In order to solve this problem, a structure has been known in which the amount of impurity in the parallel pn layer of the edge termination region is half the amount of impurity in the parallel pn layer of the active region (for example, see JP 2000-277726 A and JP 2003-224273 A).
In JP 2000-277726 A and JP 2003-224273 A, in order to set the amount of impurity in the parallel pn layer of the edge termination region to half the amount of impurity in the parallel pn layer of the active region, the dose of impurity ions implanted into the edge termination region may be half the dose of impurity ions implanted into the active region, or the width of an opening formed in a mask for impurity ion implantation in the active region may be half the width of an opening formed in a mask for impurity ion implantation in the edge termination region. For example, as a detailed method of setting the dose of impurity ions implanted into the edge termination region to half the dose of impurity ions implanted into the active region, a method has been proposed in which the implantation of impurity ions are separately performed the number of times impurity ions implanted into the edge termination region is less than the number of times impurity ions implanted into the active region. However, in this case, production efficiency is reduced and costs increase.
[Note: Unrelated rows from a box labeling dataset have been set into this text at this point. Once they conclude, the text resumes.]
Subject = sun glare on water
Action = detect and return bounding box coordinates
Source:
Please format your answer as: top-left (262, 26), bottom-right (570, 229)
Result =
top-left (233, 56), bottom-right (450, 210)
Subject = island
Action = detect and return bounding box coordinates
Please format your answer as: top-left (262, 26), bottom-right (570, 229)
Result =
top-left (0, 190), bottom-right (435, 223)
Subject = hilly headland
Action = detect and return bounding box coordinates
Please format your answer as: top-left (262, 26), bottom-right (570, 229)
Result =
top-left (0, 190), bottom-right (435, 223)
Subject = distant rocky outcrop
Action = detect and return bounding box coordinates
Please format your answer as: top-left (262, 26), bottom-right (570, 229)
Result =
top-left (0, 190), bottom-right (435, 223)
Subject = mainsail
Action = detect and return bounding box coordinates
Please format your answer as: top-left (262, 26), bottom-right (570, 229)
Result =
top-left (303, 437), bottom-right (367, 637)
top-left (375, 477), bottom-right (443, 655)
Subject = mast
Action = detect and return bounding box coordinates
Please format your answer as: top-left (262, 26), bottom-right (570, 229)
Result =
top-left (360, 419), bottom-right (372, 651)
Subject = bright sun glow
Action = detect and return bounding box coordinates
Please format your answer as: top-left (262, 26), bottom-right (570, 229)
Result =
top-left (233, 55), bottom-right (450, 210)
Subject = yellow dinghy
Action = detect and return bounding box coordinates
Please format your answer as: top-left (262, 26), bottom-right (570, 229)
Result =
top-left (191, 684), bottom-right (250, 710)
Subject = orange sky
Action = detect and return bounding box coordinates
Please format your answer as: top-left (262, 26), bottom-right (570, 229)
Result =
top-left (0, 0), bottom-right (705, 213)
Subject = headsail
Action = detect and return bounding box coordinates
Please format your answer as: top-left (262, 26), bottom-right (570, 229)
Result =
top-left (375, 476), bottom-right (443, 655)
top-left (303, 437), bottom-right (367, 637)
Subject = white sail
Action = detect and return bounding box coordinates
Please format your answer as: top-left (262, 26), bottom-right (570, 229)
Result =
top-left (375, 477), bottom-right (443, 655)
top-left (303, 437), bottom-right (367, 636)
The method of setting the width of the opening formed in the mask for impurity ion implantation in the active region to half the width of the opening formed in the mask for impurity ion implantation in the edge termination region can be easily achieved only by changing the width of the opening in the mask. However, a microfabrication process is needed in order to set the width of the opening formed in the mask in the active region to half the width of the opening formed in the mask in the edge termination region. Therefore, in practice, the parallel pn layer in the edge termination region is likely to be affected by a process variation. In addition, a reduction in the width or the pitch between the p-type region and the n-type region in the parallel pn layer is effective in improving a breakdown voltage, but the diffusion (hereinafter, referred to as mutual diffusion) between p-type impurities in the p-type region and n-type impurities in the n-type region increases. As a result, there is a concern that an impurity concentration variation will increase or a parallel pn layer is not formed.
The present invention is directed to overcoming or at least reducing the effects of one or more of the problems set forth above.